Harry, never one to let an opportunity to be the center of attention pass, ground out his cigarette and ceremoniously lit another. He decided against opening the whiskey-filled flask at the top of his sword cane. With Mercer in danger, time was of the essence.

“Okay, after your little romp in the container port, Mercer asked Roddy and me to find out where those dump trucks were bringing all that gravel from and why. No surprise, we didn’t find a trace of the armored car. Liu probably stashed it that night after moving the gold someplace else. Bank most likely.

“Anyway, Roddy and I waited outside Hatcherly’s gates all the next day and into the early evening before the first of the dump trucks left the container port. They drove out of the city and across the canal on the Bridge of the Americas toward Penonome to the west.” He gave Lauren a significant look. It was the same direction the Gazelle had taken. “About twenty miles past that town they turned onto a private road belonging to Las Minas del Viente Diablos. The Twenty Devils Mine.”

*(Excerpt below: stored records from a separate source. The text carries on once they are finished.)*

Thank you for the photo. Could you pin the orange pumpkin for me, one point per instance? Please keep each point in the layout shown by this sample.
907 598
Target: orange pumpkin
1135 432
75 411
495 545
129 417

“A mine?” Lauren asked, having never heard of the place. “What kind of mine?”

Harry looked pleased with himself and his detective skills. “We talked to a peasant walking along the highway. Told us it’s a gold mine.”

“I know there’s a big copper mine between Santiago and David but the gold mines in Panama were in the Darien Province and have been closed for a century.”

“The place is little known,” Roddy interjected. “After we discovered that is where the trucks are going, I phoned the ministry that oversees mines. I wanted to question some officials but I was refused a meeting. I got only as far as a low-level clerk who told me that the mine has been in operation for six months and that it’s partially owned by a foreign company. He wouldn’t tell me which country nor would he tell me how much gold they’ve extracted.”

“At the lake,” Lauren said, “we discovered that Liu Yousheng hasn’t found the Twice-Stolen Treasure yet. Is it possible the gold Mercer and I saw at the warehouse came from this Twenty Devils Mine?”

“I wouldn’t jump to that conclusion quite yet,” Harry said enigmatically.

“This is a waste of time,” Bruneseau dismissed the whole line of inquiry. “We don’t know where the Gazelle went after it left the auto carrier. As for the trucks at the port? Hatcherly is a maritime company. They could be shipping ore for the mining company.”

Harry smirked, as if he was setting up the French agent. “A minute ago you said that you’d take no chances if Liu had stolen the atomic fuel and stashed it someplace in Panama. What if the mine is controlled by Hatcherly and that’s where the helicopter took Mercer? Would you be willing to check it out?”

“It could have gone anywhere.”

“Too true,” White agreed. “But we have evidence that something about that mine isn’t kosher, a strange link between it and the warehouse. Remember the gravel in the warehouse?” The others waited expectantly while Harry drew out the moment. “Hatcherly isn’t moving it to a ship from the mine. It’s the opposite actually. It appears that the gravel is brought in on ships and is then transported to the mine.”

“Huh? Why?”

Looking around the room, Harry said, “Only way to find out is to go and see for ourselves.”

He didn’t need to add that his interest was finding Mercer, not why Hatcherly was playing bizarre shell games with dump-truck loads of gravel.